Il en résulte un texte qui tient plus du récit que du roman, dans sa forme, puisque l’on assiste essentiellement à la quête du narrateur, sans croiser tellement de personnages de fiction en chemin. En revanche, le style est toujours aussi beau, limpide et poétique, avec cette façon de ne voir les choses du quotidien que comme des miracles et des mystères. Se plongeant dans des souvenirs qui sonnent pour le lecteur comme une incursion en douceur du côté de l’autobiographie, Timothée de Fombelle parvient à merveille à retranscrire des atmosphères surannées, des objets fascinants, des personnalités attachantes, autant d’éléments qui reprennent vie sous sa plume. J’ai en particulier trouvé magnifiques les pages sur les grands-parents, leur maison où les enfants se réjouissaient de venir en vacances et tous les objets qu’on pouvait y trouver.
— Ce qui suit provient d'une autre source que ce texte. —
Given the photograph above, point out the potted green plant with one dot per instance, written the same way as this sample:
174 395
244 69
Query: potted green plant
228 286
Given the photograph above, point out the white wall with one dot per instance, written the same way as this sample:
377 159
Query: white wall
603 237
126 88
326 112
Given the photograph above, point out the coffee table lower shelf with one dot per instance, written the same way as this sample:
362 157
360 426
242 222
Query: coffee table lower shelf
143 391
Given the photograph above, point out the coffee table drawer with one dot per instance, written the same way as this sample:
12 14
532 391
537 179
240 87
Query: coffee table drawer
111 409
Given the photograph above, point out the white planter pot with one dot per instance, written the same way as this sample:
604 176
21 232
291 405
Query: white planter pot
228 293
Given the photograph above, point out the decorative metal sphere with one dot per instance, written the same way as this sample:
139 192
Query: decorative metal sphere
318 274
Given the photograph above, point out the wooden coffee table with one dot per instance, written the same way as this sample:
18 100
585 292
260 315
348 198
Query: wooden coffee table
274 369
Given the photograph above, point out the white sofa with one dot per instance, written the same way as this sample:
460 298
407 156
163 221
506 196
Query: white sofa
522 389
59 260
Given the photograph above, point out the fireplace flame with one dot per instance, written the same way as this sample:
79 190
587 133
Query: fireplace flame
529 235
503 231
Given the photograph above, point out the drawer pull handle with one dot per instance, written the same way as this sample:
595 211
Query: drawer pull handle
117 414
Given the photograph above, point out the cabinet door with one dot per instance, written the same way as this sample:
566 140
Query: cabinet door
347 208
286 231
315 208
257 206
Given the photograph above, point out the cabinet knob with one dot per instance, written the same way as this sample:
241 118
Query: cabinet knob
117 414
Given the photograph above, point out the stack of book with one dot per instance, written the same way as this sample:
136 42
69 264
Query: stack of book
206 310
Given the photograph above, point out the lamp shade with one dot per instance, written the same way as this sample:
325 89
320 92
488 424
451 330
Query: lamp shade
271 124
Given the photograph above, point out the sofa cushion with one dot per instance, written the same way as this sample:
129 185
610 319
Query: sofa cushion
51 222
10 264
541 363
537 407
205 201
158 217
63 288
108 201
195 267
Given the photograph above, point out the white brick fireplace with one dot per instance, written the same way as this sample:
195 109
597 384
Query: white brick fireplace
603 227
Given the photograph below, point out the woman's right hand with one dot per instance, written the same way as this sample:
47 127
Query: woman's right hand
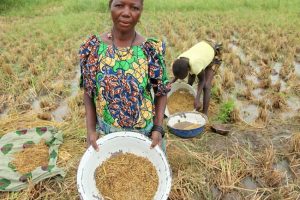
91 140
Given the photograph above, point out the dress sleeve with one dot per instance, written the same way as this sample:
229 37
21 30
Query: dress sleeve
88 55
155 51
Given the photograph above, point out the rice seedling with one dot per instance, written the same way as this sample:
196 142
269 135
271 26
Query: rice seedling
228 81
45 116
225 111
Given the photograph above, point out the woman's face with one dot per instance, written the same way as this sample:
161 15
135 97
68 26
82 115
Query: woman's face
126 13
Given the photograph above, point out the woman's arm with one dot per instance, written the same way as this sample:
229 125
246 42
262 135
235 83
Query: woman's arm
90 110
160 105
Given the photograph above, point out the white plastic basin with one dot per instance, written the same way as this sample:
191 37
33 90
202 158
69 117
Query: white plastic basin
176 86
126 142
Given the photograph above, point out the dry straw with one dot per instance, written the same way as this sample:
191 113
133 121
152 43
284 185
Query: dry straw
31 157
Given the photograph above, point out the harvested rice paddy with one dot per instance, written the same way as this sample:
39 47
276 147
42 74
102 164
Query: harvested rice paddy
256 90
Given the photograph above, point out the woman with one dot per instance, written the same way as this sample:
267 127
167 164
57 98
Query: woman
201 60
118 69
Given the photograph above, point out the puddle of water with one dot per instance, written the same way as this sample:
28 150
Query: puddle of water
297 68
255 66
238 51
4 113
249 113
258 93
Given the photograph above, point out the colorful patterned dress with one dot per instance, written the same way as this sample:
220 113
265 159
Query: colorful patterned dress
119 81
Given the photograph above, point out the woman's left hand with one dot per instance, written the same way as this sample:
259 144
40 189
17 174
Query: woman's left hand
156 139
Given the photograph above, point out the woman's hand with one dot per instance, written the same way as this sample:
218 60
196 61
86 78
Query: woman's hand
91 140
156 139
197 104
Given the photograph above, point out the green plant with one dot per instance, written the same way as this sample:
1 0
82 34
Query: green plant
225 111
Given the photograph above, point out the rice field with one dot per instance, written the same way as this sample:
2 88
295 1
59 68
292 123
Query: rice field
256 90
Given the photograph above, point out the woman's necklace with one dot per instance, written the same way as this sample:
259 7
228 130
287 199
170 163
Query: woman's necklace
116 50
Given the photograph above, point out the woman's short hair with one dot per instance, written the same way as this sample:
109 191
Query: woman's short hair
110 2
180 68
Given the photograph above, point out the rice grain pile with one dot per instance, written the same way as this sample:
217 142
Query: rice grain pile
180 101
127 177
31 157
186 125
Sans tomber dans la béatitude qui consisterait à considérer l’enfance comme une période de pur bonheur, car l’auteur n’élude pas les souffrances de l’enfant, Timothée de Fombelle parvient à conférer à son livre une vraie douceur. C’est un livre qui donne envie de convoquer ses propres souvenirs, mais aussi de passer du temps avec ses proches, car à travers les instants dépeints c’est l’amour familial qui apparaît, vibrant. Et bien sûr, le récit donne envie de partir, tel le narrateur, en quête de l’enfant que l’on fut pour le garder vivant en nous.

Rarement un adulte aura si bien saisi l’essence de l’enfance, cet état transitoire où le rapport au temps et au monde semble mouvant, fluide et sans contraintes. Mais quand cette analyse fort juste sait se parer d’une écriture poétique et douce, cela devient le livre parfait à déguster au coin du feu dès les premiers jours de l’automne.